The announcement of a new species, Homo floresiensis, a primitive hominin that survived until relatively recent times is an enormous challenge to paradigms of human evolution. Until this announcement, the dominant paradigm stipulated that: 1) only more derived hominins had emerged from Africa, and 2) H. sapiens was the only hominin since the demise of Homo erectus and Homo neanderthalensis. Resistance to H. floresiensis has been intense, and debate centers on two sets of competing hypotheses: 1) that it is a primitive hominin, and 2) that it is a modern human, either a pygmoid form or a pathological individual. Despite a range of analytical techniques having been applied to the question, no resolution has been reached. Here, we use cladistic analysis, a tool that has not, until now, been applied to the problem, to establish the phylogenetic position of the species. Our results produce two equally parsimonious phylogenetic trees. The first suggests that H. floresiensis is an early hominin that emerged after Homo rudolfensis (1.86Ma) but before H. habilis (1.66Ma, or after 1.9Ma if the earlier chronology for H. habilis is retained). The second tree indicates H. floresiensis branched after Homo habilis.

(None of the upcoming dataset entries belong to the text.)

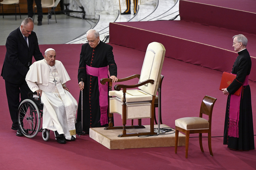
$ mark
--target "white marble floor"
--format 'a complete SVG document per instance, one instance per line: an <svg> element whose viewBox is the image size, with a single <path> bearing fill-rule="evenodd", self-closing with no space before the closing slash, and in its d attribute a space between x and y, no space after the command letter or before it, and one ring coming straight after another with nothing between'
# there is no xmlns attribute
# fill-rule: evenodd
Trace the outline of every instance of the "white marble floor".
<svg viewBox="0 0 256 170"><path fill-rule="evenodd" d="M100 33L101 40L103 40L106 36L109 35L109 22L131 22L169 20L173 19L179 14L179 0L156 0L156 5L140 5L138 10L135 15L121 15L120 13L116 15L99 15L97 23L93 28ZM126 6L122 6L122 11L125 10ZM179 20L179 16L175 20ZM67 44L84 43L86 41L84 34L66 43ZM108 39L106 42L108 42Z"/></svg>
<svg viewBox="0 0 256 170"><path fill-rule="evenodd" d="M92 28L99 32L100 39L103 41L106 36L109 35L108 27L110 22L169 20L179 14L179 0L152 0L155 2L151 4L155 5L140 4L139 1L138 10L135 15L133 14L119 15L119 10L116 15L100 15L98 19L83 19L59 14L56 15L57 23L54 16L52 16L49 24L48 24L48 16L44 15L43 25L40 26L37 25L36 16L34 31L37 34L39 44L84 43L86 41L86 32ZM119 9L118 6L115 8ZM125 5L121 5L122 12L126 9ZM0 45L5 45L10 33L17 28L27 15L22 15L21 19L17 16L17 20L15 20L14 15L5 15L4 18L2 13L0 15ZM179 16L175 19L180 19ZM106 42L108 42L108 39Z"/></svg>

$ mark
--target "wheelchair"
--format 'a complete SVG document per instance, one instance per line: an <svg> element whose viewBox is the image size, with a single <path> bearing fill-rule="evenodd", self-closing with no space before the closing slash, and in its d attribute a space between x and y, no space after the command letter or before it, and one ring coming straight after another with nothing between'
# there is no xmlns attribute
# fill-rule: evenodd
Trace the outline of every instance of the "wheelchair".
<svg viewBox="0 0 256 170"><path fill-rule="evenodd" d="M47 141L50 139L50 130L40 128L41 118L43 117L44 104L41 97L33 97L36 93L29 92L28 99L23 101L18 110L19 124L22 133L27 138L32 138L41 132L43 139Z"/></svg>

Brain shape in human microcephalics and Homo floresiensis

Because the cranial capacity of LB1 (Homo floresiensis) is only 417 cm3, some workers propose that it represents a microcephalic Homo sapiens rather than a new species. This hypothesis is difficult to assess, however, without a clear understanding of how brain shape of microcephalics compares with that of normal humans. We compare three-dimensional computed tomographic reconstructions of the internal braincases (virtual endocasts that reproduce details of external brain morphology, including cranial capacities and shape) from a sample of 9 microcephalic humans and 10 normal humans. Discriminant and canonical analyses are used to identify two variables that classify normal and microcephalic humans with 100% success. The classification functions classify the virtual endocast from LB1 with normal humans rather than microcephalics. On the other hand, our classification functions classify a pathological H. sapiens specimen that, like LB1, represents an ≈3-foot-tall adult female and an adult Basuto microcephalic woman that is alleged to have an endocast similar to LB1s with the microcephalic humans. Although microcephaly is genetically and clinically variable, virtual endocasts from our highly heterogeneous sample share similarities in protruding and proportionately large cerebella and relatively narrow, flattened orbital surfaces compared with normal humans. These findings have relevance for hypotheses regarding the genetic substrates of hominin brain evolution and may have medical diagnostic value. Despite LB1s having brain shape features that sort it with normal humans rather than microcephalics, other shape features and its small brain size are consistent with its assignment to a separate species.